Project Parameter Flight platform M6 Shaft distance 805 mm Maximum load weight 4.5kg GPS hover accuracy Vertical: ±0.5 m; level: ±2.5 m Maximum rising speed 5 m/s Maximum falling speed 3 m/s Maximum speed 18m/s Maximum wind speed 10 m/s (sixth level) Maximum flight time 50min Project Parameter Visible light camera X5 Pixel 16 million pixels Photo maximum resolution 4096x2160 ISO range 100~25600 Video resolution 4K Video format MP4/MOV Thermal infrared head camera XT Resolution 640 × 512 Mirror head 19 mm Minimum focal length 15.3 cm Scene range (high gain) -25°C to 135°C Scene range (low gain) -40°C to 550°C Point temperature measurement Center 4×4 temperature measurement Storage Micro SD card Photo format JPEG, TIFF Video format MP4 Corner light ,led Corner light ,Waterproof Corner Light,Bright LED corner light Kindwin Technology (H.K.) Limited , https://www.ktlleds.com
1. Program objectives
The drone is equipped with a visible light camera, a thermal infrared sensor or an EL detecting device, and collects visible light, thermal infrared image or EL data of the photovoltaic component to realize intelligent inspection of the drone, and improve the efficiency and safety of the photovoltaic inspection. The visible light and thermal infrared images are stored in real time and can be quickly exported to the pc end. The UAV intelligent diagnostic software is used to intelligently process the thermal infrared image and the visible light image collected by the drone to realize the component non-power generation detection, dust and dirt blocking, Automated diagnosis and localization of hot spots caused by failure of components such as cracks. Greatly improve the inspection efficiency of the photovoltaic power station and the accuracy of fault diagnosis.

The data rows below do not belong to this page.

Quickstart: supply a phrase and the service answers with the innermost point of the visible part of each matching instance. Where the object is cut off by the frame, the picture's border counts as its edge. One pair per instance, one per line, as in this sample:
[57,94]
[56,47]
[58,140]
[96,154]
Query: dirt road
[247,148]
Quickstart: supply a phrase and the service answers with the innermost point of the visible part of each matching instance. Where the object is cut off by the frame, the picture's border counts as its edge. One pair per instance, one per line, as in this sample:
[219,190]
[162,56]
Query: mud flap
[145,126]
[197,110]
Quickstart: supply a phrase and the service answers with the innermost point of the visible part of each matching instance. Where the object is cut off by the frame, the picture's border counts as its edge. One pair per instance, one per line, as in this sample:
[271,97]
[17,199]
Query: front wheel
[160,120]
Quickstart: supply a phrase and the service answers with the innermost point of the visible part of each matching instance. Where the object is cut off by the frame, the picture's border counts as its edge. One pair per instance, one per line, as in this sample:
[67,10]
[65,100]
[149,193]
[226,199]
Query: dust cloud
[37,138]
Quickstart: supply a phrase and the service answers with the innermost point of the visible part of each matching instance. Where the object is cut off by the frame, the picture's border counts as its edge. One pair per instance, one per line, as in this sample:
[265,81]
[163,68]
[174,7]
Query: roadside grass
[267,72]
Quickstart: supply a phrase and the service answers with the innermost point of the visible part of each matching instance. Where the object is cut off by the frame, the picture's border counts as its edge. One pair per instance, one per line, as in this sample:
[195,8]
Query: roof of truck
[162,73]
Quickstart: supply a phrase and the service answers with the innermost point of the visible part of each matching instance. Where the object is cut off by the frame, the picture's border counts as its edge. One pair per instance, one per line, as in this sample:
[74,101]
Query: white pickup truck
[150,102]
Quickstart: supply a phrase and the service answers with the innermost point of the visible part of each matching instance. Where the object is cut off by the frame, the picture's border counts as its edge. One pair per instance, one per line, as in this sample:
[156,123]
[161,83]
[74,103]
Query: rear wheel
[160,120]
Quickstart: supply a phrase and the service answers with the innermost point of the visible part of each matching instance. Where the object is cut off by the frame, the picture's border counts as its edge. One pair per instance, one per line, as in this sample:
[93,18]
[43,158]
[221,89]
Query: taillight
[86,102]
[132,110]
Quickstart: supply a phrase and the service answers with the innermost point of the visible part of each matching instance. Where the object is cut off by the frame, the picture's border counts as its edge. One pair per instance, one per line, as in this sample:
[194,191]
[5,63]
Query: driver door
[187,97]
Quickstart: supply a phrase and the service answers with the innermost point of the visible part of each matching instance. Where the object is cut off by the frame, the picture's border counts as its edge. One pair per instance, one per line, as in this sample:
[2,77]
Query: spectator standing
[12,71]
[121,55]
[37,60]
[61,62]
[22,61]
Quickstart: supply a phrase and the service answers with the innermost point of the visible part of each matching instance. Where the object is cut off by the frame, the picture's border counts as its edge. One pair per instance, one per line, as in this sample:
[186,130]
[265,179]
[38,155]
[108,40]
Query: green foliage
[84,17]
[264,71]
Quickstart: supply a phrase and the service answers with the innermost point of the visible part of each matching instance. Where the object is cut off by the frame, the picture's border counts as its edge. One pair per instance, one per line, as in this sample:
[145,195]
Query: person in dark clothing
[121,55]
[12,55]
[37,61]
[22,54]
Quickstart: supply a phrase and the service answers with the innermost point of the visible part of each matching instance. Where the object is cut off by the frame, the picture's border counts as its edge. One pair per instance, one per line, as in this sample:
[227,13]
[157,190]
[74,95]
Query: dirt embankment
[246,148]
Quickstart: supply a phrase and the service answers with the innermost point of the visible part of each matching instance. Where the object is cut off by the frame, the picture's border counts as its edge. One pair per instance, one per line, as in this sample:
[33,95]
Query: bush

2, drone inspection system
The UAV inspection system includes four parts: the UAV system , the data acquisition system, the ground intelligent control system, and the data analysis and processing system. As shown in Figure 3-1: 
Figure 3-1 UAV inspection system
2.1, UAV system
The UAV system is equipped with an ultra-long-time, industrial-grade multi-rotor U100 with IP56 protection and the latest DJI A3 flight controller with fully optimized attitude analysis and multi-sensor fusion algorithms for precise and reliable integration. High-definition image transmission, real-time view of the camera screen, transmission distance of up to 5 kilometers, picture transfer quality 720P; built-in intelligent battery management system, real-time monitoring of remaining battery power, the system will automatically analyze the calculated amount of return and landing power and Time to avoid the danger caused by insufficient power. At the same time, the 20-minute fast charging function can be realized, and the battery can be fully charged in a short time. The system parameter table is as follows: 
Figure 3-2 UAV System M6
2.2, data acquisition system
The data acquisition system includes visible light collecting obstructions, dust covering conditions, and infrared cameras collecting hot spots. The visible light integrated PTZ camera X5 and the thermal infrared integrated PTZ camera XT are separately arranged. The X5 combines a new image sensor with a powerful processor to capture 4K/30p video and 16 megapixel photos. The XT thermal imaging camera uses a range of FLIR proprietary technologies to reflect subtle temperature differences and make the target clear at a glance. The system parameter table is as follows: 
Figure 3-3 Visible Integrated PTZ Camera X5
The solar photovoltaic power generation system is mainly divided into centralized and distributed. The centralized power station generally covers a large area, most of which are built in the northwestern part of China and some remote areas. The natural environment is relatively bad. The distributed power stations are generally built on roofs, greenhouses and large-area pools. on. However, these photovoltaic power plants have brought a lot of operational and maintenance pressures after grid connection, such as conventional equipment testing and photovoltaic panel inspection. The traditional operation and maintenance method adopts manual inspection, which is inefficient, and most of them are based on the experience of operation and maintenance personnel to identify equipment failures, which are highly prone to deviation. At the same time, in the harsh natural environment of remote areas, the inspection work of photovoltaic power stations is very difficult and dangerous. For photovoltaic areas such as agricultural light complementary, fishing light complementary, rooftop power stations, traditional manual inspections can no longer meet the demand, and it is impossible to achieve safe and efficient PV inspection purposes.